We now go from patient to patient to patient, changing emotions, changing mental pathways, constantly, without missing a beat. We never get the time to account for our own emotions and feelings. Doing this day after day after day empties our emotional bank, whether we are aware of it or not, leading to the point of overdraft or even bankruptcy of our own personal ability to continue to deal with the stress. We never allow ourselves to process our grieving, and over time, this “bankruptcy” of emotions can lead to burnout.

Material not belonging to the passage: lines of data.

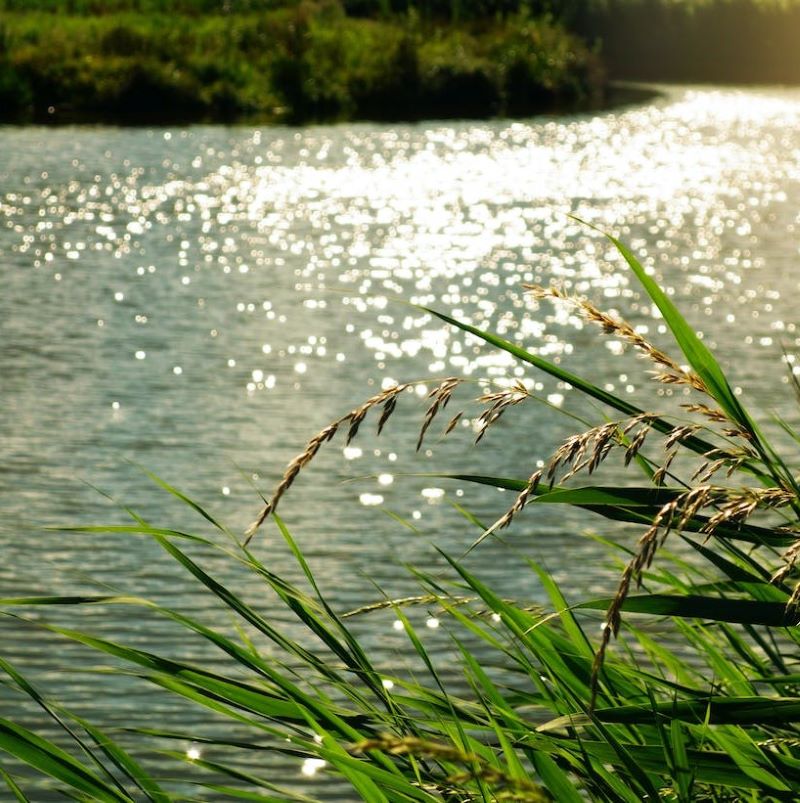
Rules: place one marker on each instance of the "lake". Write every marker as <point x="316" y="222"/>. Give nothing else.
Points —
<point x="199" y="302"/>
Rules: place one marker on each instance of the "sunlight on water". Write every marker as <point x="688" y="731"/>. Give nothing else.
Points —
<point x="202" y="301"/>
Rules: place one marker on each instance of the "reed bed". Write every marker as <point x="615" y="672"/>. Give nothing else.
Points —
<point x="688" y="692"/>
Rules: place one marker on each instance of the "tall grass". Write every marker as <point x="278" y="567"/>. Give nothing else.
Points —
<point x="688" y="692"/>
<point x="291" y="63"/>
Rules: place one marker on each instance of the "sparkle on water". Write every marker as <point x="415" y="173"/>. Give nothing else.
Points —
<point x="202" y="301"/>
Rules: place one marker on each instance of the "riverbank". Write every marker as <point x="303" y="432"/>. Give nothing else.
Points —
<point x="307" y="63"/>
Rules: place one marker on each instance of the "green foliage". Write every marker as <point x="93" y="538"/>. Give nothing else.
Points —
<point x="309" y="62"/>
<point x="696" y="699"/>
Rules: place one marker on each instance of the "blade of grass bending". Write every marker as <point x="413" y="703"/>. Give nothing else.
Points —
<point x="740" y="611"/>
<point x="701" y="359"/>
<point x="239" y="775"/>
<point x="709" y="767"/>
<point x="750" y="759"/>
<point x="34" y="694"/>
<point x="185" y="499"/>
<point x="716" y="710"/>
<point x="125" y="762"/>
<point x="13" y="787"/>
<point x="662" y="425"/>
<point x="632" y="507"/>
<point x="352" y="654"/>
<point x="54" y="762"/>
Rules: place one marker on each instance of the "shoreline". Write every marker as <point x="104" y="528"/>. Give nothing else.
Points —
<point x="617" y="95"/>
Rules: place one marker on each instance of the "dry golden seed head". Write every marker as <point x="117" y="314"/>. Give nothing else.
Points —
<point x="452" y="423"/>
<point x="353" y="419"/>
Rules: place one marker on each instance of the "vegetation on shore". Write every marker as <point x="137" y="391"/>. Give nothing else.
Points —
<point x="720" y="41"/>
<point x="314" y="61"/>
<point x="687" y="693"/>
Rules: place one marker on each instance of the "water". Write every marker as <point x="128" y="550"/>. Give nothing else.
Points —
<point x="200" y="301"/>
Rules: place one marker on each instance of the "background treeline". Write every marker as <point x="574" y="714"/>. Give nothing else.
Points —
<point x="300" y="62"/>
<point x="728" y="41"/>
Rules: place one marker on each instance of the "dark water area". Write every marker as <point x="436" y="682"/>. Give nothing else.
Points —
<point x="199" y="301"/>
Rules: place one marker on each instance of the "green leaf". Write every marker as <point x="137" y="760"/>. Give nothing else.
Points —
<point x="52" y="761"/>
<point x="741" y="611"/>
<point x="715" y="710"/>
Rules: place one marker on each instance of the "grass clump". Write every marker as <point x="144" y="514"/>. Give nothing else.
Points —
<point x="688" y="692"/>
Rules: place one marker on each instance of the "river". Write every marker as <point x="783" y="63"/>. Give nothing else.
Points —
<point x="198" y="302"/>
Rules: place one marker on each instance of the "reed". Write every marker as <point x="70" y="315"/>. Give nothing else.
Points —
<point x="689" y="691"/>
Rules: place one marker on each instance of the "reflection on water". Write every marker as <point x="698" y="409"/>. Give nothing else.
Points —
<point x="201" y="301"/>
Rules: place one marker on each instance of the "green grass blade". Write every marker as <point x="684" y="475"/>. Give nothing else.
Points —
<point x="54" y="762"/>
<point x="771" y="614"/>
<point x="14" y="787"/>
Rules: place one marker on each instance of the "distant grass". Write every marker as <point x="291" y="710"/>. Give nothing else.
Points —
<point x="689" y="692"/>
<point x="309" y="62"/>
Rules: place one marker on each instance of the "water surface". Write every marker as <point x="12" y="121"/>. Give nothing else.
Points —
<point x="200" y="301"/>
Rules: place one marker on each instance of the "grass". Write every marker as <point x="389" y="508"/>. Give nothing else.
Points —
<point x="687" y="693"/>
<point x="288" y="63"/>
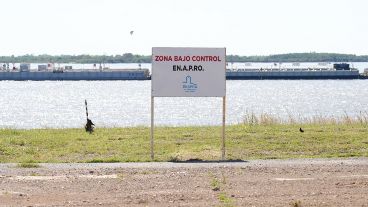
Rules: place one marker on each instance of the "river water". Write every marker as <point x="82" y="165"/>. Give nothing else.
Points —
<point x="60" y="104"/>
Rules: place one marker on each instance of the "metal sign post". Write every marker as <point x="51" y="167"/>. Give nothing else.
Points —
<point x="223" y="126"/>
<point x="188" y="72"/>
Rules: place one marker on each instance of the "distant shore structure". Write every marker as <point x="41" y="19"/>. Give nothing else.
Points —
<point x="277" y="71"/>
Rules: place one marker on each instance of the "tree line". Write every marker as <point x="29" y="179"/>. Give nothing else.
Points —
<point x="133" y="58"/>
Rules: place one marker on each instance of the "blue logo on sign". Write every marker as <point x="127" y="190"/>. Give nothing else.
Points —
<point x="188" y="86"/>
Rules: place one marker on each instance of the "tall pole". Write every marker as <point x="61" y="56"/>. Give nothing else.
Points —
<point x="152" y="126"/>
<point x="223" y="126"/>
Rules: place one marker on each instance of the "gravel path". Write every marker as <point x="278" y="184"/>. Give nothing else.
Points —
<point x="297" y="182"/>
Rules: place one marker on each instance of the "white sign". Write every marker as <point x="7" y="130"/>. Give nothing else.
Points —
<point x="186" y="72"/>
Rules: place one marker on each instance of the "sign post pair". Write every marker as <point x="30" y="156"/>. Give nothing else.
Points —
<point x="188" y="72"/>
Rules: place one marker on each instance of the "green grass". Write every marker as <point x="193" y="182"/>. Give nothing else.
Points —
<point x="266" y="140"/>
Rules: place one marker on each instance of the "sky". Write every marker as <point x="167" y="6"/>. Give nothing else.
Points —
<point x="244" y="27"/>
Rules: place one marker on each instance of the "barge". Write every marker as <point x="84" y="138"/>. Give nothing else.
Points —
<point x="339" y="71"/>
<point x="48" y="72"/>
<point x="67" y="73"/>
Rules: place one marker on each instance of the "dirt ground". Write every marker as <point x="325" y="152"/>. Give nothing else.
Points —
<point x="306" y="182"/>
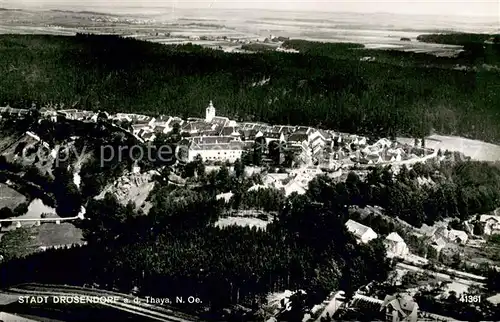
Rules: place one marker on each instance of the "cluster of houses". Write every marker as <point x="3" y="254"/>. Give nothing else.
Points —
<point x="217" y="138"/>
<point x="395" y="245"/>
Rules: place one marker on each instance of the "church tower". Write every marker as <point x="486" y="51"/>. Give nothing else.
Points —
<point x="210" y="113"/>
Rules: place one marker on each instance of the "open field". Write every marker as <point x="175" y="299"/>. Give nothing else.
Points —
<point x="49" y="234"/>
<point x="9" y="197"/>
<point x="476" y="149"/>
<point x="159" y="25"/>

We can’t take it anymore. But how do we treat burnout? How do we reinspire our love for what we do? Truly, all healthcare workers are the best at what they do. We must allow ourselves not the luxury, but the necessity, of going through the grieving process. It will help decrease the stress. We need to reignite the fire of passion for the practice of medicine and surgery again. If it is good enough to teach and help our patients, then, as the Bible says, “physician, heal thyself” (Luke 4:23). This advice applies to all healthcare workers; heal thyself.

This may make me sound like a Pollyanna

 I don’t think there is a person reading this article who doesn’t realize that healthcare workers across today’s pandemic continuum are suffering from burnout. I also believe that we understand the “why” it is occurring, but may not internalize it. From the tragic scenes we deal with to the overwhelming number of patients to the lack of personnel available, changing responsibilities, furloughing of staff, lack of equipment and resources, the risks of acquiring the disease, lack of personal protective equipment, fear of spreading the infection to family members, long hours, tragic loss of life, watching patients die alone, etc., etc., etc.; the list goes on and on and on. In addition, the rationing of care is here, and is going to get worse.

This is more than a paradigm shift; it is a life-altering shift. Healthcare workers are a strong group, and will survive this, and become stronger because of it. In her book “Kitchen Table Wisdom,” Rachael Naomi Remen, MD, says it so well: “it is not that we don’t care; we care too much.”